The Western secular New Year is about to begin anew, and the world is abuzz. 2020 was a real humdinger of a year, in so many ways. Elections, pandemics, riots, economic contractions ... it had a little something for everyone.

It should be little surprise that as a part of the COVID stay-at-home protocol I have remained at home a great deal, which has had the unintended benefit of allowing me to watch just about every film I've ever wanted. Put some rainy weather on the scene, and I have become a virtual one man moviehouse. The exploration of new films, and the refamiliarization with some classics, has given me a new appreciation for actors, directors, and even whole genres. I've really indulged my inner cinephile, in other words.

Sometimes in seeking a film to put on, I try to find inspiration from the local environment. For instance, if I have seen something about an actor recently, maybe read an article somewhere, I'll pop a film on in with that face. Of course, being that I live in California I can always draw infinite inspiration from the fact that so many films are shot in the state, and there's always something "local" that appears on film. That's a great example of a cinematic through-line, and I love them. A recent cinematic through-line that I thought of was the shotgun blast that kills the guy in Boogie Nights, and the shotgun blast that kills the sheriff in Misery. Yeah, that's a weird pull, but give me enough movies and enough time and I'll connect these dots. In both cases the big gun provides a shocking death that the camera gets a full-on view of. It's an interesting cinematography choice, and it also serves a great narrative purpose.

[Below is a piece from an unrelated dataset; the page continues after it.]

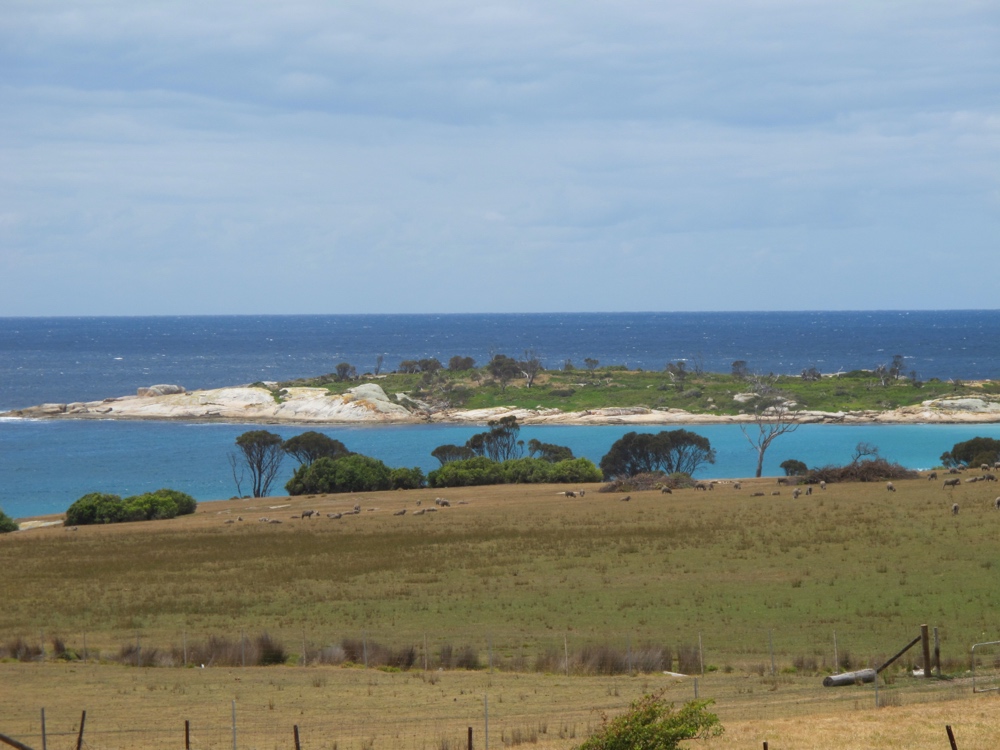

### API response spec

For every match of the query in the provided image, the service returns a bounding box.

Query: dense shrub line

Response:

Today's morning matinee is a classic that I can recall from my youth: Who Framed Roger Rabbit. I vividly recall buying this film as a kid with my grandmother in a WalMart in Roswell, New Mexico. In the subsequent years I don't think I've watched the whole thing through, but I am very familiar with the film in chunks. As a guy who works for Caltrans this particular film has a personal connection since it focuses heavily on highway expansion in southern California during the post-war 40s. This plot parallels the real actions of the rubber companies and the death of public transit in Los Angeles. It's been explored a great deal, but I love how this film weaves in the noir detective and cartoon genres with a nice historically relevant plot.

Bob Hoskins is great, and who doesn't love Kathleen Turner's sexy voice? Also, given that it's a period piece, the sets are great and the production value makes this a fun film to watch on a very basic level. It's the appeal of the cartoons ... there's something that makes this film click. How about Christopher Lloyd pulling double-duty?